I just spent way too much time figuring out why I was not receiving a notifo. I sent a request with Host: api.notifo.com:443 and got back the following 200 response (but the notifo was never sent)
HTTP/1.1 200 OK
Date: Fri, 21 Jan 2011 18:04:32 GMT
Server: Apache
Vary: Accept-Encoding
Content-Length: 0
Connection: close
Content-Type: text/html
When I forced my HTTP client to omit the port number in the Host header the service worked as expected. Sending the port number is perfectly valid per RFC2616, so I hope this is just an oversight. I'd also hope for a non-2xx code in the event that the request is going to be dropped. Cheers,
Adam
Hi Chad, sorry for the long delay. I'm using https://github.com/cmullaparthi/ibrowse to make the request in production.

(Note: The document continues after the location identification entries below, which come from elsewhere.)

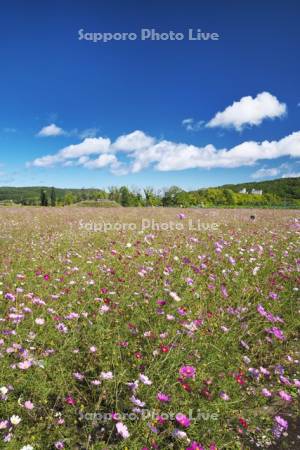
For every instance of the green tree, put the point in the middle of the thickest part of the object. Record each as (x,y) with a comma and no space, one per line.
(53,197)
(43,198)
(125,196)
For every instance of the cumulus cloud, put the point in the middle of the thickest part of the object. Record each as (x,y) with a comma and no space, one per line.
(135,141)
(266,173)
(51,130)
(191,125)
(291,175)
(89,146)
(249,111)
(143,151)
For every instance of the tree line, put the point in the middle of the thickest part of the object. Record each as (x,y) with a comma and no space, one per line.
(174,196)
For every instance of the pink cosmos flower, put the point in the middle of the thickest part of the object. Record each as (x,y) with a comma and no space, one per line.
(70,400)
(93,349)
(276,332)
(195,446)
(183,420)
(187,371)
(39,321)
(164,398)
(28,405)
(24,365)
(285,396)
(224,396)
(266,393)
(122,430)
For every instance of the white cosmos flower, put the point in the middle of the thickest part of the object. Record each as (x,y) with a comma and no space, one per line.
(15,420)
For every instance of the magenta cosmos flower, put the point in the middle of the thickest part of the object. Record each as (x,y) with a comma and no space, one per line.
(183,420)
(195,446)
(163,397)
(187,371)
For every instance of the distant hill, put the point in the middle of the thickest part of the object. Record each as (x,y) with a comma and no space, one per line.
(31,195)
(284,192)
(288,188)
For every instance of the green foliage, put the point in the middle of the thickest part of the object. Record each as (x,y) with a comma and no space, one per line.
(276,193)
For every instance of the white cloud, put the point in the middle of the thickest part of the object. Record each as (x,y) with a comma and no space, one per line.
(144,151)
(88,132)
(135,141)
(191,125)
(249,111)
(51,130)
(9,130)
(102,161)
(291,175)
(89,146)
(266,173)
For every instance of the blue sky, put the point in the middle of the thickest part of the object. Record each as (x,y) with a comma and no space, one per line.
(76,113)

If you turn on the verbose flag in your curl command you should see that curl actually suppresses the port number in the Host header when you make a request to ports 80 and 443, even if you explicitly add it to the URL. On the other hand you can craft the Host header yourself, and in this case the request will fail. For example:
curl -v https://cloudant:****@api.notifo.com/v1/send_notification -d 'to=kocolosk&message=test' -H 'Host: api.notifo.com:443'
I have just encountered the same problem attempting to send notifications from within Logitech Media Server (aka SlimServer, SqueezeCenter or Squeezebox Server). Unfortunately there doesn't appear to be an easy way to prevent its Slim::Networking::SimpleAsyncHTTP or Slim::Networking::Async::HTTP library from adding the port number to the Host header.
Are there any plans to modify the Notifo server to cope with the port number being specified in the Host header?